04 August 2010
Bullet Points
In an eye-opening article published in the August 2010 issue of Harper's magazine, titled "Happiness Is a Worn Gun," writer Dan Baum estimates that there are 250 million firearms owned by private citizens in the United States. And among those gun owners, 6 million have permits to carry a concealed pistol.
Baum, himself a handgun owner and holder of a concealed-carry license, traces what he calls "the gun-carrying revolution" to Florida, whose cocaine-driven murder rate in 1987 ran 40 percent higher than the national average. But instead of restricting access to guns in the face of such slaughter, he writes, the Florida legislature took the view that citizens should be able to defend themselves and ordered police chiefs to issue any adult a carry permit unless there was good reason to deny it. "In the history of gun politics, this was a big moment. The gun-rights movement had won just about every battle it had fought since coalescing in the late 1960s, but these had been defensive battles against new gun-control laws. Reversing the burden of proof on carry permits expanded gun rights. For the first time, the movement was on offense, and the public loved it."
To his credit, Baum is candid about the heightened sense of power carrying a handgun has given him: "There’s no denying that carrying a gun has made my days a lot more dramatic. Suddenly, I’m dangerous. I’m an action figure. I bear a lethal secret into every social encounter." And he has to "remind myself occasionally that my gun is not a prop, a political statement, or a rhetorical device, but an instrument designed to blow a ragged channel through a human being."

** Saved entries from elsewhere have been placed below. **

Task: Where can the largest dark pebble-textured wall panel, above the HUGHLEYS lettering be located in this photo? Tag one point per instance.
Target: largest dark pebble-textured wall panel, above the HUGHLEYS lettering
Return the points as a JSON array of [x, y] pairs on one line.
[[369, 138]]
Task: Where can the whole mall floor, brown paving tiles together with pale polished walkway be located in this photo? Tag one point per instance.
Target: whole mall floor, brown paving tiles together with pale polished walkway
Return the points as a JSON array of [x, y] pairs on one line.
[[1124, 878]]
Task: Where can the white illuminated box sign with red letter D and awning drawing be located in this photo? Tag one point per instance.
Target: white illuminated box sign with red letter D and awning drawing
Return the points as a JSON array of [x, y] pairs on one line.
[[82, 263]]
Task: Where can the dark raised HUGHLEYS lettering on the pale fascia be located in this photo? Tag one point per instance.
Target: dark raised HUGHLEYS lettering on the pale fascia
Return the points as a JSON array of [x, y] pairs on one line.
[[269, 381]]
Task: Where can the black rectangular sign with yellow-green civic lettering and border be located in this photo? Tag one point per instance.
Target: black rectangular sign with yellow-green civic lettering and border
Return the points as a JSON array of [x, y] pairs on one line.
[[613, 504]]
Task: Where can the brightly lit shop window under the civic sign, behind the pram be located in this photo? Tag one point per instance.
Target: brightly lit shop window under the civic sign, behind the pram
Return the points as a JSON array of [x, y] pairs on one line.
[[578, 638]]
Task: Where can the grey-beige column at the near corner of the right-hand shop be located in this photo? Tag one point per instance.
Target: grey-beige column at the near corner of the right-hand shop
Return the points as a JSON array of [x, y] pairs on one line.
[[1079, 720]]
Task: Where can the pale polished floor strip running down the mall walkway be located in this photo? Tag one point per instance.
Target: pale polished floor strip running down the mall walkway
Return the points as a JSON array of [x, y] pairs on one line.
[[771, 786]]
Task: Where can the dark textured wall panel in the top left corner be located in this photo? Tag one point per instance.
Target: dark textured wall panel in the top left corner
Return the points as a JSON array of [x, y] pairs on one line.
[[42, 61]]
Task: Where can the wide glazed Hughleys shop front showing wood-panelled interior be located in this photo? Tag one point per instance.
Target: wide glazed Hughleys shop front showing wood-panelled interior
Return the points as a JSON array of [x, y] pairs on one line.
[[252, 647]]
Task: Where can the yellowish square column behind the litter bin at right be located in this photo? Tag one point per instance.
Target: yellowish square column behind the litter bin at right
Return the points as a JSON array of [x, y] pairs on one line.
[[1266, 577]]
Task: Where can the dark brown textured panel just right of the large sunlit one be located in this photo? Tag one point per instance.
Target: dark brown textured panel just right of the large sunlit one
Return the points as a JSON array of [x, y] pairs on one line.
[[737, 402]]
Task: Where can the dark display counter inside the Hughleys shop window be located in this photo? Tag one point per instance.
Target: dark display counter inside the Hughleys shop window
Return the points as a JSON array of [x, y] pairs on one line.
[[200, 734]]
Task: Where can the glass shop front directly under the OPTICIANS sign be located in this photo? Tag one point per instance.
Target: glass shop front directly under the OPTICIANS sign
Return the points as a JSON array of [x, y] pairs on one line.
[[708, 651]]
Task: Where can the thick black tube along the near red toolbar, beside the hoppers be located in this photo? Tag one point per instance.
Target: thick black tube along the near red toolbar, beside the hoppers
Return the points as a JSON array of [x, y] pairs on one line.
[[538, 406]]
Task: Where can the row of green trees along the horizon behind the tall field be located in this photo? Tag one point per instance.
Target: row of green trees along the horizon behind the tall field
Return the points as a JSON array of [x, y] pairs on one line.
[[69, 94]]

Currently in the United States, 37 states have "shall issue" laws, which require law enforcement authorities to issue a concealed-pistol license to an adult citizen unless he or she has a state-mandated reason for disqualification, such as a felony conviction. With 250 million firearms in private hands, guns are here to stay.
Gun ownership and control is a hot-button subject that invariably fans emotional flames no matter what position you take on the issue. Baum deserves credit for having written a balanced, well-researched, and personally revealing article. He has advanced--and elevated--the discussion.